Given $A\in\mathbb{R}^{m\times n}$. Find a matrix $X\in\mathbb{R}^{m\times r}$ with orthonormal columns, s.t. $\|X^TA\|$ is maximized, where $\|\cdot\|$ denotes the Frobenius norm.
The answer is given by the $r$ leading left singular vectors of $A$, could anyone help to explain why is that?
My thoughts: with the (reduced) SVD $A=U\Sigma V^T$, we have $$\|X^TA\|=\|X^TU\Sigma\|.$$ If $X=U$ then the norm is $\|U^TU\Sigma\|=\|\Sigma\|$, but how can I show this is the maximum?
On
I can propose an alternative solution. The objective is to find a rank $r$ matrix $X\in\mathbb{R}^{m\times r}$ that mimimizes $||X^TA||_F$ and that satisfies $X^TX=I$.
It is known that $$||X^TA||_F^2=\mathrm{trace}(A^TXX^TA)=\mathrm{trace}(AA^TXX^T).$$
If we let $X=(x_1,\ldots,x_r)$, we obtain that
$$\mathrm{trace}(AA^TXX^T)=\sum_{i=1}^r\mathrm{trace}(A^TAx_ix_i^T)=\sum_{i=1}^rx_i^TA^TAx_i$$ where $x_i^Tx_i=1$ and $x_i^Tx_j=0$, $i\ne j$.
Now, using the fact that the matrix $A^TA$ is positive semidefinite, we can order its (real and nonnegative) eigenvalues as $\lambda_1\ge\lambda_2\ge\ldots\lambda_n$. We also note that eigenvectors of symmetric matrices are orthogonal.
Using this information, we can can see that to maximize the above sum, it is enough to pick the $x_i$'s as the eigenvectors associated with the $r$ largest eigenvalues of $A^TA$.
This can be done recursively. First, we choose $x_1$ to the eigenvector associated with $\lambda_1$, as this is the best we can do. Now, we need to choose $x_2$. Since, it has to be orthogonal to $x_1$, the best choice is to pick $x_2$ to be eigenvector associated with $\lambda_2$. And so on..
This leads to the result that the maximum of $||X^TA||_F^2$ over all rank-$r$ matrices $X$ such that $X^TX=I$ is given by $\sum_{i=1}^r\lambda_i$ or, equivalently, to the sum of the $r$ largest singular values of $A$.
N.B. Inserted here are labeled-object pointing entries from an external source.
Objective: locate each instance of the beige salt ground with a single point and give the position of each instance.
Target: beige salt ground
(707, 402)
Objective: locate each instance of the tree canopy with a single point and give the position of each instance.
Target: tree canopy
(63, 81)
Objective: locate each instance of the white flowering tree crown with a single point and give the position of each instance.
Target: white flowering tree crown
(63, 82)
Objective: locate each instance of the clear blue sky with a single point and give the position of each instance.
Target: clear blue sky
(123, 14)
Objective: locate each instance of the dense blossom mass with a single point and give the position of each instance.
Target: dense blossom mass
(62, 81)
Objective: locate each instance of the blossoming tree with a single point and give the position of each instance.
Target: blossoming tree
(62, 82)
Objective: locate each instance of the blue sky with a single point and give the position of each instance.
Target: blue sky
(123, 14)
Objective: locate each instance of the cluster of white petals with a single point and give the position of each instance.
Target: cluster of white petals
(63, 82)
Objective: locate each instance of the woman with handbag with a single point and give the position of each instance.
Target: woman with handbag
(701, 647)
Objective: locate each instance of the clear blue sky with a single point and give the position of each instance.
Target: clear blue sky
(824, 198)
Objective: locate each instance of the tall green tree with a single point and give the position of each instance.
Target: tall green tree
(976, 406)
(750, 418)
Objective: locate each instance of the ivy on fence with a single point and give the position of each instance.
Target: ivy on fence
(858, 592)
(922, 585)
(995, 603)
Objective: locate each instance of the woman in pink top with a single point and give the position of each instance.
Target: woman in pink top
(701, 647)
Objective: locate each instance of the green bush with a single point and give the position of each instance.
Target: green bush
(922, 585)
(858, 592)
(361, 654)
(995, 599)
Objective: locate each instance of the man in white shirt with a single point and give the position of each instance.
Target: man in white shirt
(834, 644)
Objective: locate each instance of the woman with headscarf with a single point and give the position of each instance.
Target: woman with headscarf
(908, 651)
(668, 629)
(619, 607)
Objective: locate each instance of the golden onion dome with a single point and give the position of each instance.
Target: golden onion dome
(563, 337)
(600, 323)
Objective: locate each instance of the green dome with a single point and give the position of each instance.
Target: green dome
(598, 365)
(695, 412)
This leads to the final result that the maximum of $||X^TA||_F$ over all rank-$r$ matrices $X$ such that $X^TX=I$ is equal to the square root of the sum of the $r$ largest singular values of $A$.
I will assume that $r \leq n$. Otherwise, there's some extra "bookkeeping" to be done regarding the singular values of $A$.
It's easy to show that taking $X$ to be the leading left singular vectors of $A$ (i.e. the leading columns of $U$) yields $\|X^TA\| = \sigma_1^2 + \cdots + \sigma_r^2$, where $\sigma_1 \geq \cdots \geq \sigma_n$ denote the singular values of $A$. To show that this is the maximal possible value of $\|X^TA\|$, it suffices to show that $\sigma_i(A) \geq \sigma_i(X^TA)$ for all $i = 1,\dots,r$.
One strategy is to use the Courant-Fischer (min-max) theorem, noting that $\|X^Tv\| \leq \|v\|$ holds for all vectors $v$. Another approach is to note that for any such $X$, there exists a $Y$ such that $U = [X\ \ Y]$ is square with orthonormal columns and hence unitary. Note that $A$ has the same singular values as the matrix $$ U^TA = \pmatrix{X^TA\\ Y^TA}. $$ Now, the singular values of $U^TA$ are the positive eigenvalues of the block-matrix $$ \pmatrix{0 & (U^TA)^T\\ U^TA & 0} = \pmatrix{0 & A^TX & A^TY\\X^TA & 0 & 0\\Y^TA & 0 & 0}. $$ By Cauchy's interlacing theorem, these eigenvalues interlace the positive eigenvalues of the principal submatrix $$ \pmatrix{0 & (X^TA)^T\\ X^TA & 0}, $$ whose positive eigenvalues are the singular values of $X^TA$.